All this colored lantern business sounds like utter nonsense to me, so I’ve chosen not to follow it in the slightest. What is this, Rainbow Brite? The Red Lanterns are vicious, or something. Whatevs. The only element that interests me here is the script by Peter Milligan. He was utterly brilliant on X-Statix, but meandered aimlessly on X-Men. Red Lanterns seems like they’ll be low on the humor quotient, so I suppose X-Statix isn’t the best indicator of the pair.
Resurrection Man #1
Written by Dan Abnett & Andy Lanning, with art by Fernando Dagnino
Abnett and Lanning AKA DnA return to the character they created in 1997! Am I excited? If you had asked me three months ago I would have replied, “Hell yes!” That’s because of their deft handling of the Marvel cosmic characters in War of Kings. However, that was before they absolutely trainwrecked the previously awesome New Mutants. Still, this is their own creation – a hero who comes back from every death with unexpected new powers. I’m sure they’ll be at their peak when playing in their own sandbox.
Suicide Squad #1
Written by Adam Glass, with art by Marco Rudy
This doesn’t fall far behind Batwoman in my most-anticipated category. This is DC’s take on Marvel’s Thunderbolts – a team of villains who are sent out on the deadliest of missions because the government would simply love to dispose of them. I don’t know the comic incarnations of Deadshot or King Shark, but I am familiar with Harley Quinn from her origin in the Batman cartoon. I have to assume she’s a little more deadly in the comic universe to qualify for this gig.

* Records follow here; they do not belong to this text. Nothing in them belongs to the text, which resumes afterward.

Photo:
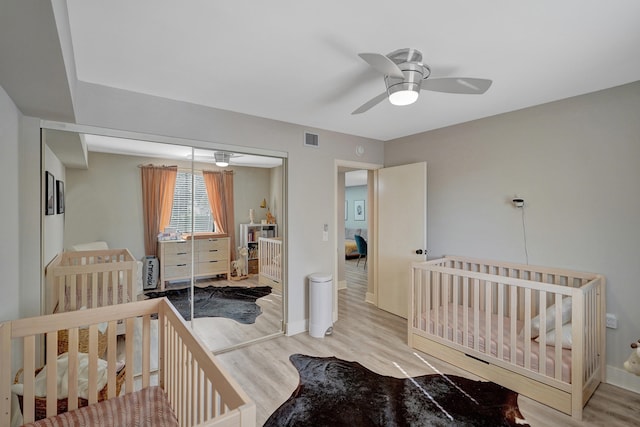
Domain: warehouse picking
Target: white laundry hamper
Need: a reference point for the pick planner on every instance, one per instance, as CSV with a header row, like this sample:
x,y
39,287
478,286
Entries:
x,y
320,304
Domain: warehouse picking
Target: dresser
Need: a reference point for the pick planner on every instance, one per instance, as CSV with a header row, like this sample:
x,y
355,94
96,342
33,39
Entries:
x,y
210,258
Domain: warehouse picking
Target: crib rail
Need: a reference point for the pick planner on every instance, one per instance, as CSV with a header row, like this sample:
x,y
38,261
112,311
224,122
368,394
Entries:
x,y
201,393
490,311
270,261
90,279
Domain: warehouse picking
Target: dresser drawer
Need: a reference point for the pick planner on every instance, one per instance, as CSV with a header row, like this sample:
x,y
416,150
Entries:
x,y
176,247
212,267
175,259
212,255
175,271
221,244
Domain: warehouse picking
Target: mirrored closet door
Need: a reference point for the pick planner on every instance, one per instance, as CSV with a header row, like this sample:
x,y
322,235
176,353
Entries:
x,y
202,227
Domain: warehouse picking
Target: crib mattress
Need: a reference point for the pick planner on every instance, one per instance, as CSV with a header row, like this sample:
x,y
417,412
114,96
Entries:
x,y
148,406
469,341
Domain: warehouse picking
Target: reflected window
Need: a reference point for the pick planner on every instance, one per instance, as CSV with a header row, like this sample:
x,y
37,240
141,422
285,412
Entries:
x,y
181,211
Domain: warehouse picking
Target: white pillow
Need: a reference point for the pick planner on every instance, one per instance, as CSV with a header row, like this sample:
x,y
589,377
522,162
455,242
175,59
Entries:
x,y
551,317
92,246
566,336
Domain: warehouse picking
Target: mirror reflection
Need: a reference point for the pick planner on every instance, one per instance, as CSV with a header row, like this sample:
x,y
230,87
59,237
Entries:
x,y
145,220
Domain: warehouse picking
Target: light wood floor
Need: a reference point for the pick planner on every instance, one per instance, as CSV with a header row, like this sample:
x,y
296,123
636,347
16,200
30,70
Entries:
x,y
219,333
377,340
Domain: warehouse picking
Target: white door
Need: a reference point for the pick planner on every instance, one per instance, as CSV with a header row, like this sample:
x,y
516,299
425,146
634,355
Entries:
x,y
401,231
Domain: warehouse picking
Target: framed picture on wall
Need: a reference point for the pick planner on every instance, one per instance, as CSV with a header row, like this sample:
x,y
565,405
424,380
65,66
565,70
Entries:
x,y
358,210
60,196
50,194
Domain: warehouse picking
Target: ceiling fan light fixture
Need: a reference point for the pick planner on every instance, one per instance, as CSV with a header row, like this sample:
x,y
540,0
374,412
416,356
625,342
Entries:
x,y
221,158
403,93
403,97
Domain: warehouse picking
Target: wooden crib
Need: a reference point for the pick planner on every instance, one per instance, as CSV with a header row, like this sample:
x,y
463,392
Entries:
x,y
94,278
191,383
270,262
483,316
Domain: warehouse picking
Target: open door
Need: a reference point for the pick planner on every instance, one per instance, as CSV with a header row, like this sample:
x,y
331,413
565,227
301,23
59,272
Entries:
x,y
401,232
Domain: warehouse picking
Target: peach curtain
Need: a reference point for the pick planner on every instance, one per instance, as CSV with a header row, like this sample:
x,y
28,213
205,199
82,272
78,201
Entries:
x,y
158,185
220,193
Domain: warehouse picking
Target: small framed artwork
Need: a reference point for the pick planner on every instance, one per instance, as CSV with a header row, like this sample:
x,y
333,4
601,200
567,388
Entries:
x,y
60,196
358,210
50,194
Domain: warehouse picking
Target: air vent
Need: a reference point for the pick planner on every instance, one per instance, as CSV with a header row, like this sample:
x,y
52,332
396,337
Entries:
x,y
311,140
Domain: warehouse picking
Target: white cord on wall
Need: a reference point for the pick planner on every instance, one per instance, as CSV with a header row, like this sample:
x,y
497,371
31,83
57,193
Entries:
x,y
524,235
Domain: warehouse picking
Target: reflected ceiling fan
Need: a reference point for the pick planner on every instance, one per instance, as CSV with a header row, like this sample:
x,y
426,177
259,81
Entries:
x,y
405,75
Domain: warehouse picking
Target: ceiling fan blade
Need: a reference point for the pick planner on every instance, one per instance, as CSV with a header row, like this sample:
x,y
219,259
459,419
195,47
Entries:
x,y
457,85
370,103
382,64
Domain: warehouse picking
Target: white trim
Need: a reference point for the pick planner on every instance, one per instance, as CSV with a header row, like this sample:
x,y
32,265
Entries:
x,y
338,163
623,379
297,327
115,133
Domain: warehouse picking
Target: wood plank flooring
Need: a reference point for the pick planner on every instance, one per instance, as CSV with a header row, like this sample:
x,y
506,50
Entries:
x,y
377,340
219,333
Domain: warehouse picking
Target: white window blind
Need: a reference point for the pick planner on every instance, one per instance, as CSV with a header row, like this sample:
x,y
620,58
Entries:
x,y
181,211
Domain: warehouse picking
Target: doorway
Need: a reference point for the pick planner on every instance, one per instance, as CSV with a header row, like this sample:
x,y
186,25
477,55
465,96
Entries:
x,y
354,191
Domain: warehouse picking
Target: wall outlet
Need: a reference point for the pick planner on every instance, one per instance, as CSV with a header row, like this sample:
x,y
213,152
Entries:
x,y
612,321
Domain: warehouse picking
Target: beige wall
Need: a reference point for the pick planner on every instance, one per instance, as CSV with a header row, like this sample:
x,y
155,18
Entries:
x,y
9,194
576,163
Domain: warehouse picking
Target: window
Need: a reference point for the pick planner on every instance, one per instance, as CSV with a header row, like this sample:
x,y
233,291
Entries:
x,y
181,210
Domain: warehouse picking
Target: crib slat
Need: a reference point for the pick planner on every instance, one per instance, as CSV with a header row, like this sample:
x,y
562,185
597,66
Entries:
x,y
52,373
476,315
28,374
500,302
111,359
465,319
146,351
487,317
437,304
445,306
456,304
527,330
93,364
73,373
513,310
542,348
558,341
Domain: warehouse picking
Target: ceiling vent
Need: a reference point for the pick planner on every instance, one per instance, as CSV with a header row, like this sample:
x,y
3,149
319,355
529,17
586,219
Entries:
x,y
311,140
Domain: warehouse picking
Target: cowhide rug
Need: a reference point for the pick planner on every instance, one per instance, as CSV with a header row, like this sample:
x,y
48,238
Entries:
x,y
334,392
232,302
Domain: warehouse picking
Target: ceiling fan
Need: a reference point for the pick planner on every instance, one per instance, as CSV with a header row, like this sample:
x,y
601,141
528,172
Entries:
x,y
405,75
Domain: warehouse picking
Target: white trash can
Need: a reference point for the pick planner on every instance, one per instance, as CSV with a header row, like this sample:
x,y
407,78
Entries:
x,y
320,304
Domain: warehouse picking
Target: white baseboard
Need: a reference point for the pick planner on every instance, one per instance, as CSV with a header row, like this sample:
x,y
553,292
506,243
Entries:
x,y
294,328
623,379
370,298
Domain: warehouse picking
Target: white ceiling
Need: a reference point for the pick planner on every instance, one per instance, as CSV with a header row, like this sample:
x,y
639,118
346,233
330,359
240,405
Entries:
x,y
105,144
296,61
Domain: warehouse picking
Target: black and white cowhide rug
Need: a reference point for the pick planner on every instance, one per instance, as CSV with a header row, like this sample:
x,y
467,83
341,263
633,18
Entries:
x,y
233,302
334,392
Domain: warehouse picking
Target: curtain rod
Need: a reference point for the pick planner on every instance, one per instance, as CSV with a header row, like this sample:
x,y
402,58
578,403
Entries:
x,y
186,168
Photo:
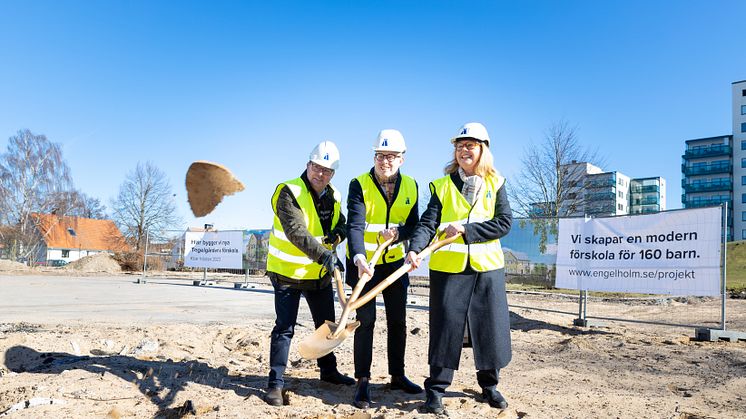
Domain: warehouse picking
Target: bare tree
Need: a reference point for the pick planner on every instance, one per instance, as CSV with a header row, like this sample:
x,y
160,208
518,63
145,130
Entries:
x,y
32,173
549,185
78,204
144,204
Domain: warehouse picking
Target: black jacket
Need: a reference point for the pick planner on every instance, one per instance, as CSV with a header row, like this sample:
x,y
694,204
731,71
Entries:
x,y
488,230
296,230
356,216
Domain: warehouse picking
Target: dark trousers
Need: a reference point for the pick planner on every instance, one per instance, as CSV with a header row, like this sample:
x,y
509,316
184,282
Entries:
x,y
395,302
287,300
440,378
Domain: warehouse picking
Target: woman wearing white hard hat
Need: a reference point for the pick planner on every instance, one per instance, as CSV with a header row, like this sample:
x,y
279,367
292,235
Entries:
x,y
307,213
381,200
468,303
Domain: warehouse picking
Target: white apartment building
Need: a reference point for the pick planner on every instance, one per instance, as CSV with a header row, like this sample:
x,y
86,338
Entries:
x,y
714,168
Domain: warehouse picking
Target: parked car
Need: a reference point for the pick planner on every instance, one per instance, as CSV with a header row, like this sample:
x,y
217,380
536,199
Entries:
x,y
57,263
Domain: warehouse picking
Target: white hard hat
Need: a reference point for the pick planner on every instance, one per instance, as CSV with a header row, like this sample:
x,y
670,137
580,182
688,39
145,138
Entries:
x,y
390,140
325,154
473,130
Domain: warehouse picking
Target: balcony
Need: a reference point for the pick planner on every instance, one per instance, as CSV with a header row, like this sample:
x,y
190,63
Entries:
x,y
644,189
601,209
711,202
709,151
646,201
644,210
706,169
600,196
708,186
600,183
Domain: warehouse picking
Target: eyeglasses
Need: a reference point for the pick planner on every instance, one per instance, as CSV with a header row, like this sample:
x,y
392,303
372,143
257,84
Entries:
x,y
468,146
388,157
321,169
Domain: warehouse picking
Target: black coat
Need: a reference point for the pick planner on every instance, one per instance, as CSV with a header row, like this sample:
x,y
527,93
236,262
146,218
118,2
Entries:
x,y
478,296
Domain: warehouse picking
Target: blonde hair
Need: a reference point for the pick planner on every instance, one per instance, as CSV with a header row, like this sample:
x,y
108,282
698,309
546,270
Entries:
x,y
485,166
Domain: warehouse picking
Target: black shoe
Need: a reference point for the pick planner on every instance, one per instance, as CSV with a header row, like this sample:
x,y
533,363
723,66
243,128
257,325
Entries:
x,y
401,382
494,398
433,404
273,397
362,394
336,377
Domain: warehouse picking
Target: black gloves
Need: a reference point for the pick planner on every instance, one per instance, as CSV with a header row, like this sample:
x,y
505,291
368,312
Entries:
x,y
332,238
329,261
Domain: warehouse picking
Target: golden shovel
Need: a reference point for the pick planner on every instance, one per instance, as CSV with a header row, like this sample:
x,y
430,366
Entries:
x,y
330,335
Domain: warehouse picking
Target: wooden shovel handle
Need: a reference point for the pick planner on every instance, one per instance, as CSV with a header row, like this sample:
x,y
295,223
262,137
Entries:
x,y
355,304
340,287
346,306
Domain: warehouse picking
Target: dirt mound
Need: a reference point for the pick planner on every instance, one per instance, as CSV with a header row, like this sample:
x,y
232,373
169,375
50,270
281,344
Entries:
x,y
100,262
10,265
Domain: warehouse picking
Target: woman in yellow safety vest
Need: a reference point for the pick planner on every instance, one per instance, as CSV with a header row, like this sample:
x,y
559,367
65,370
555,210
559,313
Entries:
x,y
467,280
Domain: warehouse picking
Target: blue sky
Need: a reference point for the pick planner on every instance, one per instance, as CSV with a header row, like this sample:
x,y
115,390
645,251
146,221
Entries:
x,y
255,85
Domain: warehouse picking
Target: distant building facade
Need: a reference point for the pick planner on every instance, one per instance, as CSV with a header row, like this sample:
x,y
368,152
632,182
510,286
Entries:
x,y
714,168
591,191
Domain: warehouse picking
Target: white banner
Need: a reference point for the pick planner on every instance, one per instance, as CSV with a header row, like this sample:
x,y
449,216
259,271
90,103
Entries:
x,y
676,252
213,249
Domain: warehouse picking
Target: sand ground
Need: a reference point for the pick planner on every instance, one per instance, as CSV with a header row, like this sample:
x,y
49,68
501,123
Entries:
x,y
210,359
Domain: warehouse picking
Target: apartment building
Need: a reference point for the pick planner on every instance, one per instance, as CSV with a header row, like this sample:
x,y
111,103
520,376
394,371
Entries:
x,y
714,168
591,191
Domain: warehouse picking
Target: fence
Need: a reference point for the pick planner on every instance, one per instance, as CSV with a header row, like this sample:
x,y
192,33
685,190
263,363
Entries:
x,y
530,264
530,251
164,257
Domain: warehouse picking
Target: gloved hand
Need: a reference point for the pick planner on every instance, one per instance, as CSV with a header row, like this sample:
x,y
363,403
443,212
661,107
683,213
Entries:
x,y
331,238
329,261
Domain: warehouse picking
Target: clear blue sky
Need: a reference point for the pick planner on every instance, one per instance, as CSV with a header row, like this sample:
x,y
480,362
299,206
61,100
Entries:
x,y
255,85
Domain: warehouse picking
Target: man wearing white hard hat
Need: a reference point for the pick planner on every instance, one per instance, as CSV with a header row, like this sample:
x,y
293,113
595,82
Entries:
x,y
307,216
381,201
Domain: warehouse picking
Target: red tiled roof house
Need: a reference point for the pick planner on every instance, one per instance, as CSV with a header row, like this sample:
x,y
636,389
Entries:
x,y
71,238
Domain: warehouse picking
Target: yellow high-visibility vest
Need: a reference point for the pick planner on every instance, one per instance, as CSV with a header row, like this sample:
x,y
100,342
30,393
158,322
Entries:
x,y
283,257
482,257
378,215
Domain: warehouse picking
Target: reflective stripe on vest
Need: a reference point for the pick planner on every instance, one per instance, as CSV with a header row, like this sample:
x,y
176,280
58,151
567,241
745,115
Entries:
x,y
482,257
378,215
282,256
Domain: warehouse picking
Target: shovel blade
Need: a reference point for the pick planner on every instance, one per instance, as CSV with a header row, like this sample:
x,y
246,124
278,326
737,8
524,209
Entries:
x,y
320,343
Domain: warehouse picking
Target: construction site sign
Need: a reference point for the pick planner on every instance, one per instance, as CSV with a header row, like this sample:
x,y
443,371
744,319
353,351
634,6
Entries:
x,y
674,253
213,249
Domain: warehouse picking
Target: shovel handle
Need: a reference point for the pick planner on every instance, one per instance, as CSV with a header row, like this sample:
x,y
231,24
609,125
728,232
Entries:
x,y
340,287
355,304
358,288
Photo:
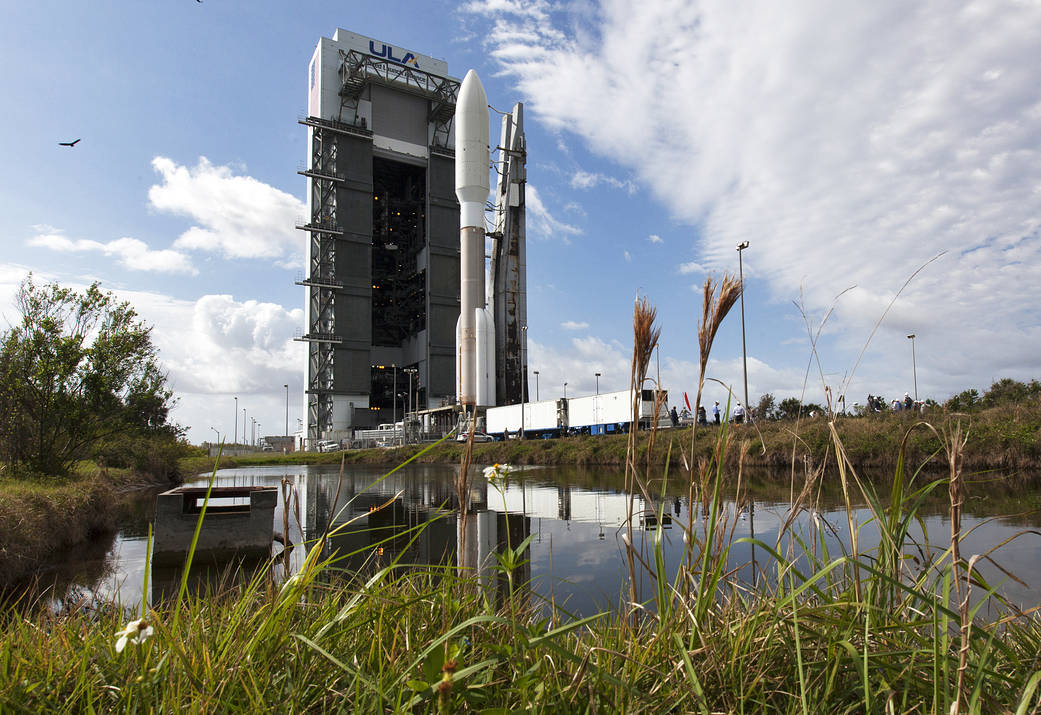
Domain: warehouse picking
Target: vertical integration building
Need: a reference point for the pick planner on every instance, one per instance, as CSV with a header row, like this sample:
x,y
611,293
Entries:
x,y
382,275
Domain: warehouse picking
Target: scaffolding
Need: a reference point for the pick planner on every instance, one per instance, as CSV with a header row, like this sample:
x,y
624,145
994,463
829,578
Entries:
x,y
399,283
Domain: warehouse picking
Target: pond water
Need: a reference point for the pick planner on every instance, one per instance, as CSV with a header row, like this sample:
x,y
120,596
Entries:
x,y
576,518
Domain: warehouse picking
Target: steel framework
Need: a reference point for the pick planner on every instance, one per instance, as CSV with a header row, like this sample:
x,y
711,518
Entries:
x,y
325,227
321,280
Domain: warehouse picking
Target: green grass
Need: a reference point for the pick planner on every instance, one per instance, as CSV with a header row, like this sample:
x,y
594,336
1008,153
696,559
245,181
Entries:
x,y
844,632
40,517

Written by Scott Lobdell, with art by RB Silva & Rob Lean
With last week’s Action Comics introducing a wild, young, untrusted Superman, is there any point to a Super Boy? In keeping with the Superboy that emerged from the Death of Superman saga, this iteration is a clone searching for a conscience and an identity. Scott Lobdell has taken some flack over the years, but X-fans still love his plotting from mid-90s books. Can he successfully position Superboy as edgy when the Man himself is so dangerous? Or, will that be resolved by the time we reach present day in the DC reboot?
That’s DC’s second week of rebooted books. What am I totally in the dark about? What book do you want to lay your hands upon the most?